Post by Grubb.
The side-paddle-wheel passenger steamer moored on the grounds of the Shelburne Museum is one of two remaining in this country.
For a boat that only ferried people across Lake Champlain it is quite impressive in an excessive Gilded Age sort of way. An ornate dining room and cushioned observation chairs for a trip over a lake only fractionally larger than a Maine pond?
I thought of Cornelius Vanderbilt, the first American transpo king, who got his start ferrying people from Staten Island to Manhattan and then moved on to steamboats before creating a railroad empire. Outside of an eponymous university, how little we know of the man, as opposed to the anti-Semitic Henry Ford (infamous for his misuse of the print medium) and the insufferable Elon Musk (overly exposed on Twitter). Okay, so I’m a romantic pining for the Gilded Age when one didn’t have to put up with big money incessantly mouthing off.

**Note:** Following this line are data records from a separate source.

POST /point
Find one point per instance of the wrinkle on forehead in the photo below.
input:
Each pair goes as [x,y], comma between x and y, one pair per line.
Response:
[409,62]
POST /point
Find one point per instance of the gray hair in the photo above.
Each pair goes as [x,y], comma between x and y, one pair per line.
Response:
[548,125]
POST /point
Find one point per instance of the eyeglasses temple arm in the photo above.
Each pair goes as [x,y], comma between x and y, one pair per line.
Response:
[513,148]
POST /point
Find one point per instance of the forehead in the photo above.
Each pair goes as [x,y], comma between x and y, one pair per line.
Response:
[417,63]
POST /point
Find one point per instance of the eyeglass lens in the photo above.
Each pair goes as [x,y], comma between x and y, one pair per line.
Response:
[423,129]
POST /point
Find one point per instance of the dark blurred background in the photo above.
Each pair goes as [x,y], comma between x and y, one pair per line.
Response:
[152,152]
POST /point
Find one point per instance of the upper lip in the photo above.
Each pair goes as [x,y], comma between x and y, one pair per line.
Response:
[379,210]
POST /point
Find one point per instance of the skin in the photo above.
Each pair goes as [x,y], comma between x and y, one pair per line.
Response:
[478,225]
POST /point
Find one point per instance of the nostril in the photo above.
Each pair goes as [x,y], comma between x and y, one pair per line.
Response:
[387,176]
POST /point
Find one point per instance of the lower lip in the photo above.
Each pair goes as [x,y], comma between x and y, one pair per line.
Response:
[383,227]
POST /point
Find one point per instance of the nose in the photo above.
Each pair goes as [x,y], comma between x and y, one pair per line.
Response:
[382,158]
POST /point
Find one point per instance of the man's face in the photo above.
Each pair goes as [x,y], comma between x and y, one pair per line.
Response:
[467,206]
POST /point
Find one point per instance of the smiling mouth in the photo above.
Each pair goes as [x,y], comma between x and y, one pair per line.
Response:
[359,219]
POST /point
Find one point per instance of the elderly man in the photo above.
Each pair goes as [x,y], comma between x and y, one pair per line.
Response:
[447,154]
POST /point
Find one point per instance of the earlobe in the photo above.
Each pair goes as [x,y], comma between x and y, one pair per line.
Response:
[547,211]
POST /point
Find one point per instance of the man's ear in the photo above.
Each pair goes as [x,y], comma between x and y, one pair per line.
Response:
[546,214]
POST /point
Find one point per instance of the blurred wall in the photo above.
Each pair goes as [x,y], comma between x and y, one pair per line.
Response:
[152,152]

Hello! Hello! It’s the 21st century calling! We’ve got some problems here! (But the “Gilded Age” series is coming back for a new round of twittery.)
And one of the problems with the 21st century is that lamentable television series!
My mom said she rode on the Ticonderoga before it was retired. It travelled up and down Lake Champlain so was more of a cruise ship than a ferry. The lake is the 12th largest in the US, 107 miles long, 400 ft deep. Not a pond in Maine is even close.
Wow. I didn’t realize the lake was that long. We only drove a small portion of it.
How long would the trip take for your mom? Did she ride it all the way into Canada?
So when I say “only fractionally larger” I guess I’m talking one-hundred to one!
“Gfubb” is short for “Grubb ffing-up”.